Pupils look on as 40 become new citizens

Field trip to courthouse caps immigration studies

December 18, 2004|By Molly Knight | Molly Knight,SUN STAFF

The more than 40 immigrants who gathered in the ceremonial chambers of the U.S. District Court in Baltimore yesterday afternoon knew what to expect of their 15-minute naturalization ceremony - an event for which they had long been preparing.

What they didn't know, however, is that they would share the experience with a group of 46 fourth-grade pupils from Chesapeake Academy in Anne Arundel County - the first such visit to the courthouse by academy students.

"It's so special that they are here with us," said Anne Truong, 25, who immigrated from Vietnam four years ago and lives in Silver Spring. "We are so happy, and the kids are happy, too."

For the pupils - dressed in neatly pressed uniforms of navy and dark green - the field trip capped a semester spent studying immigration, an unusual curriculum developed by teachers at the independent creative arts school.

"We studied immigration every day," said Vicki D'Andrea, a fourth-grade teacher at the academy. "The subject informed everything we did."

In social studies class, they learned about Ellis Island. In English class, they pretended to be young immigrants traveling to America on a ship, crafting letters to thank their parents for the opportunity to leave home. In math class, the pupils designed tenement houses as they learned about scale.

By the time they reached the courtroom of U.S. District Judge Beth P. Gesner yesterday, the fourth-graders demonstrated an impressive grasp of the world.

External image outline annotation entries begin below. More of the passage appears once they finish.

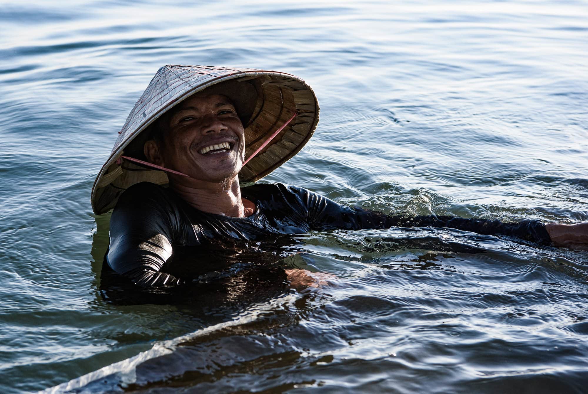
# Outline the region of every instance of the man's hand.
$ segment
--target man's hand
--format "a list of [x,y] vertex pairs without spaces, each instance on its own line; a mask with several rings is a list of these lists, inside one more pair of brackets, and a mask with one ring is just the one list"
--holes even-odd
[[576,224],[547,223],[545,230],[556,246],[588,250],[588,221]]
[[306,270],[284,270],[292,287],[318,287],[328,286],[326,279],[336,277],[326,272],[311,272]]

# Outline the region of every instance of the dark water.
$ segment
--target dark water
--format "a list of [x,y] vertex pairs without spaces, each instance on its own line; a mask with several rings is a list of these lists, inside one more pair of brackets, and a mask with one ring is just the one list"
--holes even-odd
[[[34,0],[0,22],[0,392],[585,391],[587,252],[312,233],[173,302],[116,304],[89,193],[159,66],[235,66],[299,75],[321,104],[265,181],[386,213],[588,220],[586,2]],[[282,264],[338,279],[293,291]]]

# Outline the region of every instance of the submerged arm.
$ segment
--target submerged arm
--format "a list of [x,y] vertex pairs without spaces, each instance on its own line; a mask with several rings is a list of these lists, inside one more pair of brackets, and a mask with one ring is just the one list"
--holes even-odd
[[308,190],[306,201],[310,227],[315,230],[359,230],[390,227],[449,227],[489,235],[505,235],[550,245],[552,239],[545,225],[536,220],[520,223],[464,218],[435,215],[416,217],[389,216],[362,208],[342,206],[324,196]]
[[545,229],[556,246],[588,250],[588,222],[575,224],[547,223]]

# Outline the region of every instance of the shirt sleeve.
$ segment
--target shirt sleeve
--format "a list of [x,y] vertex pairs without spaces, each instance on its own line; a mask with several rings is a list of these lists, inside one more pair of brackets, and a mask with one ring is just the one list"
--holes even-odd
[[435,215],[405,217],[390,216],[356,207],[342,206],[323,196],[303,190],[308,204],[308,220],[313,230],[360,230],[390,227],[449,227],[478,234],[505,235],[550,245],[551,238],[545,225],[539,220],[503,223],[498,220],[465,218]]
[[114,271],[145,287],[183,284],[160,272],[172,257],[177,232],[175,210],[156,185],[139,184],[125,191],[112,212],[106,261]]

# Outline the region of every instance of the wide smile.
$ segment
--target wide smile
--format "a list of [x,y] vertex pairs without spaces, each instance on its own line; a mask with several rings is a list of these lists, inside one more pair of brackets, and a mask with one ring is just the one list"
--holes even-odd
[[230,142],[219,142],[216,144],[212,144],[208,146],[205,146],[198,150],[201,154],[216,154],[218,153],[224,153],[229,151],[232,148],[234,143]]

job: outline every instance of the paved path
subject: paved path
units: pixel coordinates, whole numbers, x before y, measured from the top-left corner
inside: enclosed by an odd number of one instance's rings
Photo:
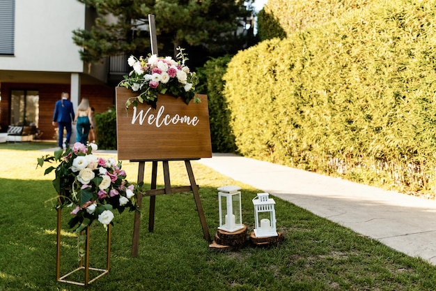
[[[198,163],[436,264],[436,201],[228,154]]]

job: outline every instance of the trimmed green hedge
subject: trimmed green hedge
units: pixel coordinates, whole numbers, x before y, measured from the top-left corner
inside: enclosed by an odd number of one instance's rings
[[[226,55],[208,61],[197,70],[200,79],[200,92],[207,92],[210,124],[212,151],[214,153],[235,151],[235,137],[229,126],[230,112],[223,98],[224,83],[222,76],[231,56]]]
[[[235,144],[244,156],[433,195],[436,0],[373,2],[232,59],[224,80]]]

"I know where Burma is," said 10-year-old Ryan Schubert, standing in the sunlit lobby of the courthouse, where he and his classmates organized a reception for the new citizens (funded by the pupils, who earned money by doing chores at home). "We found it on a map last night, but it was hard because it's name changed [to Myanmar]."

Ryan stood next to Molly Pinnus, a blond-haired girl who called the field trip "really cool."

"We've been studying immigration for months," said the 9-year-old. "And we got to be part of this really special day."

When learning about the process of becoming a U.S. citizen, the pupils of Chesapeake Academy were spared few details.

In recent weeks, the school was host to an immigrations official from the U.S. Citizenship and Immigration Services, who explained the paperwork the process requires. The children also committed the Oath of Allegiance to the United States to memory, which contains such difficult words as abjure and potentate.

D'Andrea said the children looked up all the words in the dictionary, "which would normally be really boring," she said. "But these kids wanted to know what every word meant because they now understand what it means to become a citizen."

The new citizens - who came from more than 30 countries - said they were impressed with the knowledge and enthusiasm of the pupils.

"This is such a wonderful occasion," said Binu Mathews, a 34-year-old student from India. "It's a pleasure to have them here to understand the procedure because they are a part of this country, and it's something they should know."

Mathews clutched a book titled What America Means to Me - a gift from the pupils, who handmade individual books containing poems and drawings about the United States for each of the new citizens.

"I will absolutely keep this as a souvenir," said Mathews.